If you have your own business, you likely want to keep 100% of it. If you do not have your own business and always dreamed of starting one, divorce is a perfect time to start one as there are numerous and helpful tax benefits and savings that can be had — in addition to screwing her in the divroce. If you just hand over half of the business to your ex-wife, you could be on the hook for 50% of the profits for the life of the business, meaning that you're getting screwed in the divorce. Additionally, should you work to make the business valuable, your ex-wife, as 50% owner, gets to share in those profits and can be a meddlesome force in your business affairs.


We have two more ways to screw her in the divorce…

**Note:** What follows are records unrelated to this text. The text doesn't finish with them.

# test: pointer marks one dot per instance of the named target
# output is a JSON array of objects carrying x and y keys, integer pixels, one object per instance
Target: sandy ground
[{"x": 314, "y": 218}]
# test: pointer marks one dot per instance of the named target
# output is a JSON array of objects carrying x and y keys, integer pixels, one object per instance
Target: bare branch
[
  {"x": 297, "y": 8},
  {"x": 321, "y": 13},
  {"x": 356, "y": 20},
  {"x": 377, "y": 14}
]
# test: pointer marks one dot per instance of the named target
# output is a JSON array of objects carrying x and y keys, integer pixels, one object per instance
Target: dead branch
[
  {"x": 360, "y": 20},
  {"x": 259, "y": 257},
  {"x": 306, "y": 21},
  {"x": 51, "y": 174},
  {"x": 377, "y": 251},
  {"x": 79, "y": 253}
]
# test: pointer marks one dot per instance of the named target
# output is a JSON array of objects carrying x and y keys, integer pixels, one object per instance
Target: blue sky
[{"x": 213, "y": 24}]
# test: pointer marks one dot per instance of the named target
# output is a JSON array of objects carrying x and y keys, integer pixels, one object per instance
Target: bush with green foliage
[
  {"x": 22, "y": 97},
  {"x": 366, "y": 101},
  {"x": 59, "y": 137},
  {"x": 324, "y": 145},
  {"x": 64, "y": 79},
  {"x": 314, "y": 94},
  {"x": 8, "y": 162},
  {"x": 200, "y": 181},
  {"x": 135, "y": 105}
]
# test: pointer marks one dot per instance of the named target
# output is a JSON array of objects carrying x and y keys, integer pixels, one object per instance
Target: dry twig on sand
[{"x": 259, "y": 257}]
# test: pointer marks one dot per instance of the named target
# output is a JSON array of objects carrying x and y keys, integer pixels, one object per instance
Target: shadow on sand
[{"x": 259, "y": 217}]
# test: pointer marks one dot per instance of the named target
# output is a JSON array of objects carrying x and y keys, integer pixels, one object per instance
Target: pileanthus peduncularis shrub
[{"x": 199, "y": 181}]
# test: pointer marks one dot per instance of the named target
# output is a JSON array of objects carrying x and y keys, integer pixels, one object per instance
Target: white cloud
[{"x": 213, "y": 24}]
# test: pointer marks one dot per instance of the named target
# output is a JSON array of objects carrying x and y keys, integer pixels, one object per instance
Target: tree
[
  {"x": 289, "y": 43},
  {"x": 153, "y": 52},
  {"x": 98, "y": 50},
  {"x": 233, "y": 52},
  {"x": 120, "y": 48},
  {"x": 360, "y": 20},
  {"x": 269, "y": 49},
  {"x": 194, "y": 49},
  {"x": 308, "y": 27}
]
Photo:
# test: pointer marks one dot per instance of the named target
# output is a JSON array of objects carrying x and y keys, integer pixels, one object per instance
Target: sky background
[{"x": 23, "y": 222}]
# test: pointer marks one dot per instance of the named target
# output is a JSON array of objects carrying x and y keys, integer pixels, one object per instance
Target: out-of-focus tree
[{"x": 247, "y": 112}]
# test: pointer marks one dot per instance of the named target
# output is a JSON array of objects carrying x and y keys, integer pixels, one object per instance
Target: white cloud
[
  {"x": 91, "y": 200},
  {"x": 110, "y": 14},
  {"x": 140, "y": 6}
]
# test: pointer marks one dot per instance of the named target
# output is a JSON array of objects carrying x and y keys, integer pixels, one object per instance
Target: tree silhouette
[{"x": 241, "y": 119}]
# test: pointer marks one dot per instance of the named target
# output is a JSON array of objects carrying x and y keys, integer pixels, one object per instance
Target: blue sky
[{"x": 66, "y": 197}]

It might be painful, but find a way to retain 100% of the controlling interest of your company, even if it means coming up with some form of a cash payment or taking on some more of your shared debt as part of the divorce settlement. Your business, if it is your primary source of income, is your bread and butter. Furthermore, apart from just having her out of your life when it comes to this issue, only you will reap the rewards should your business take off. However, if a stipulation exists in your settlement that disclaims that her income will increase if your business’ revenues increase, there are options that allow you to live a better lifestyle than her — and that's truly a way to screw her in the divorce. You can stick it to her with legitimate business expenses, such as travel, entertainment and your car, that allow you to improve the quality of your life without improving hers thanks to your 100% stake in the company.

Screw her with the debt

Most of your shared assets are subject to a strict 50-50 rule in the majority of states. And debts are typically no different. If an agreement can not be made, the judge will basically split the debt equally between the two parties. Any liability account, such as a credit card balance or car payment, that has both of your names on it belongs to both parties, regardless of who caused the most damage. During the divorce proceedings, play this card to your advantage. It is certainly not suggested to go out and waste a bunch of money believing that she will have to foot half the bill; financial responsibility needs to be exercised and if your behavior appears to be a malicious attempt to steal from her, it will become an issue in the court. However, consider paying your attorney and your normal expenses with your shared credit cards. Odds are that she’s paying the attorney with shared funds and if you are using cash to pay your lawyer, you might get stuck with half of her bill in the end of the divorce. Do as we suggest and you’ll at least make it equal ground while you still get to screw her in the divorce. In the unlikely event that she was ”kind” enough to pay with cash borrowed from her parents, she’ll get hit with 50% of your legal fees.

Screw her with the cash

It is usually suggested to just split up any stocks or investments during a divorce. It is certainly easier. But before calling your broker to make the transfer, you should consider paying off your ex-wife with some cash, now. First, she may hate your stocks anyway, so she might be openly receptive to this idea. Stocks have historically outperformed cash in the bank by a long shot, which means that it’s in your best interest to part with some cash now. Sure, she might get a few bucks up front, but that will likely be spent before it has had time to mature. Furthermore, you may also be able to borrow against your stocks at a favorable interest rate to write the check to her for the cash amount. Margin debt can certainly be risky, but imagine being able to pay her with someone else’s money while you keep all of the better-performing assets. That sounds like a win for you, because securing your future wealth is definitely a way to screw her in the divorce.

sweet revenge

Divorce is never a pleasant thing. Despite its potential to be a new beginning, the procedures are never a fun experience. Do your best to be upfront with your financial situation and you should earn a lot of points and respect from your ex. Blatantly trying to cheat the system will only work against you. Strategically planning to ensure your financial security can be done legitimately, fairly and even give the appearance that you are getting the raw end of the deal. Screw her in the divorce, but keep your dignity intact.